On Mon, Oct 4, 2010 at 10:11 AM, Laurent Luce <laurentluc...@yahoo.com> wrote:
> Hello,
>
> I added the localflavor for Belgium as my first contribution. I would
> like to contribute more code wise. I looked at the tickets with
> milestone 1.3 and with no patch. It is hard to know what is critical
> and where help is the most needed.
>
> Can someone tell me what tickets require immediate help and are not
> too complicated for a new contributor. I don't mind spending 2-3 days
> before Oct 18th. I have been using Django for 2 years and I am quite
> familiar with the basics like views, models, templates and forms.
>
> Please let me know.

First of all -- thanks for offering to help out!

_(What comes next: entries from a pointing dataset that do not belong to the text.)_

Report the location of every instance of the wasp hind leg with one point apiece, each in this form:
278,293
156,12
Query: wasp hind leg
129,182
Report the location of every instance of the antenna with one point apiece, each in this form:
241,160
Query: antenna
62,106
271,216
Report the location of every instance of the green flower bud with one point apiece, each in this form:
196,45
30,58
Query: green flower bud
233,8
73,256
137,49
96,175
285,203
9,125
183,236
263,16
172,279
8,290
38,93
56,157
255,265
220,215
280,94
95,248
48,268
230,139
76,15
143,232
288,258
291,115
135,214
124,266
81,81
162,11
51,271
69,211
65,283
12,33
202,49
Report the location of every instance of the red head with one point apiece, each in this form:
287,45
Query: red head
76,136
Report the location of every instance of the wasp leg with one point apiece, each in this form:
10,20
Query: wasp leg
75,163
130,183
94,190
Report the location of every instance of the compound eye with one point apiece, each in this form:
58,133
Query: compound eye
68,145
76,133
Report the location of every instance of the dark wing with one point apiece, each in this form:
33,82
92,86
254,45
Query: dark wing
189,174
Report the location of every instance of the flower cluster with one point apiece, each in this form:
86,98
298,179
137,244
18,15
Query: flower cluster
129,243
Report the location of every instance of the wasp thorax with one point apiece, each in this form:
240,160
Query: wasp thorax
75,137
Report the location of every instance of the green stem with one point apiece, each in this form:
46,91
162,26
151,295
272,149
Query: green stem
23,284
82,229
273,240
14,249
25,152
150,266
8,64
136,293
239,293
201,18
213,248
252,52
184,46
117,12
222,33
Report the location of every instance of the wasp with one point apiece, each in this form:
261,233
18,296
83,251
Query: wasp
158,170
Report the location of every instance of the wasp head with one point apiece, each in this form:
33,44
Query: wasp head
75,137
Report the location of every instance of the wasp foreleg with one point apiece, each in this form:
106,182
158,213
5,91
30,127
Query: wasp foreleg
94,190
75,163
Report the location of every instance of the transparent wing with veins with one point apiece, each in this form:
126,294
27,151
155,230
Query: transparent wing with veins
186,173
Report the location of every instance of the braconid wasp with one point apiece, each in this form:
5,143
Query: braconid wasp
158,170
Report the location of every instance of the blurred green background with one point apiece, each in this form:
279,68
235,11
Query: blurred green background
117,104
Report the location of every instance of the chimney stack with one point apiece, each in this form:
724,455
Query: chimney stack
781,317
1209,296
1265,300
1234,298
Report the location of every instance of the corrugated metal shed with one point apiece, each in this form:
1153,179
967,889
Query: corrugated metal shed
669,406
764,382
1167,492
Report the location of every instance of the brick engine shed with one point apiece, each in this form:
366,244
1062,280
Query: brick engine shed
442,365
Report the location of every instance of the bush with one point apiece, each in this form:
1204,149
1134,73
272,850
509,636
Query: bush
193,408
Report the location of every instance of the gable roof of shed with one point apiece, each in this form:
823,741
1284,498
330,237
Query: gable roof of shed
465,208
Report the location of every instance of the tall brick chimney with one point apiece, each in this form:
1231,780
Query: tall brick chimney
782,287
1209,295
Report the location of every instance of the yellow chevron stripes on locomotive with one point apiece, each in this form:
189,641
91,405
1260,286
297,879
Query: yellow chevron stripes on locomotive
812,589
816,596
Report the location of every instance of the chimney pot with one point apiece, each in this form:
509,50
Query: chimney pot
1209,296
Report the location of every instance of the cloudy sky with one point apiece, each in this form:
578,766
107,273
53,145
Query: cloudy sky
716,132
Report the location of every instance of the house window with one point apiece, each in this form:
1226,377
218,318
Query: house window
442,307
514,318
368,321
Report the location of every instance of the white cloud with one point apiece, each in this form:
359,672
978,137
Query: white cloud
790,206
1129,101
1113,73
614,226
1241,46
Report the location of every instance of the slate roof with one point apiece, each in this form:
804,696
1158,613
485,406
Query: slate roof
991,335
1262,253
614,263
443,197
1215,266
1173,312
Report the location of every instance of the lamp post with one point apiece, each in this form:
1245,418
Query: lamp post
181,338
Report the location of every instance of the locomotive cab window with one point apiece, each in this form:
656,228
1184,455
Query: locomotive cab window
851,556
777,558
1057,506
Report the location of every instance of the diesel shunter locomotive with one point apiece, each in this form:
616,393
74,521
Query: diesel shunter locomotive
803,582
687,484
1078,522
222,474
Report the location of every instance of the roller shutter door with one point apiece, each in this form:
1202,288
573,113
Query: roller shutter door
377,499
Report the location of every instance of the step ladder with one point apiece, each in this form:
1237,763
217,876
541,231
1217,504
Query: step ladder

Unfortunately, there is no simple answer to the "what is critical" question.

We try to ship Django releases that don't contain any bugs that cause
unexpected data-loss or major system crashes at runtime -- they're the
only type of bug that we genuinely consider critical, and we postpone
releases if anyone reports them. So, there *shouldn't* be any of those
bugs in our system.

Beyond that, it's difficult to point you at a list of "important
tickets". Anything that is currently open is a candidate for being
closed; the tickets that get closed are the ones that people actively
pursue to completion.

So - what should you do? Well, here's the general list of tasks that
need attention:

 * Any ticket in the unreviewed state [1] needs to be verified. See if
you can reproduce the problem described. If you can, move the ticket
to Accepted. If you can't, close the ticket. If you think there is a
major design issue in question, move to Design Decision Needed. Ask
around on IRC if you need guidance on how to treat a given ticket. If,
in the process of verifying the problem, you can construct a test case
that is integrated with Django's own test suite, you get bonus points;
upload a patch containing the test when you mark the ticket accepted.

 * Any ticket in the accepted state that doesn't already have a patch
[2], needs a patch. Try your hand at fixing the problem.

 * Any ticket in the accepted state that has a patch, but isn't marked
"needs docs", "needs tests" or "needs improvement" [3] probably needs
a review by someone. Review the patch; if it seems like the right fix
for the problem, and it has tests and docs (as required), move it to
RFC.

 * Any ticket in the accepted state that *is* marked "needs docs" [4],
"needs tests" [5] or "needs improvement" [6] indicates that there is
work to be done. Fix the problem, drop the flag.

[1] 
http://code.djangoproject.com/query?status=new&status=assigned&status=reopened&order=priority&stage=Unreviewed

[2] 
http://code.djangoproject.com/query?status=new&status=assigned&status=reopened&has_patch=%211&order=priority&stage=Accepted

[3] 
http://code.djangoproject.com/query?status=new&status=assigned&status=reopened&needs_better_patch=%211&needs_tests=%211&needs_docs=%211&has_patch=1&order=priority&stage=Accepted

[4] 
http://code.djangoproject.com/query?status=new&status=assigned&status=reopened&needs_docs=1&has_patch=1&order=priority&stage=Accepted

[5] 
http://code.djangoproject.com/query?status=new&status=assigned&status=reopened&needs_tests=1&has_patch=1&order=priority&stage=Accepted

[6] 
http://code.djangoproject.com/query?status=new&status=assigned&status=reopened&needs_better_patch=1&has_patch=1&order=priority&stage=Accepted

These queries reveal some pretty long ticket lists, which still leaves
the issue of which one to pick.

[2]-[6] can be filtered by milestone, which will reduce the ticket
count a little; the milestone isn't a guaranteed marker that an issue
is important, but it usually means that *someone* thinks it is
important.

Any ticket with lots of discussion, or a long CC list probably
indicates that there are lot of people interested. This is also a
reasonable indication that a ticket is worth looking into.

Other than that -- work on whatever interests you. Pick a component
where you feel comfortable, and use that component to filter the Trac
queries I gave.

As for the October 18th deadline -- that's a deadline for major
feature inclusion. For 1.3, this is looking like #12012, #12991, and
maybe #6735 and #12323. If you want to help out with these tickets,
test the candidate patches, and check the mailing lists for any recent
discussions about issues still needing resolution.

After that date, focus will move to smaller features and bug fixes
until the end of November. Past that date, we will move to focussing
on purely bug fixes until the release early in the new year.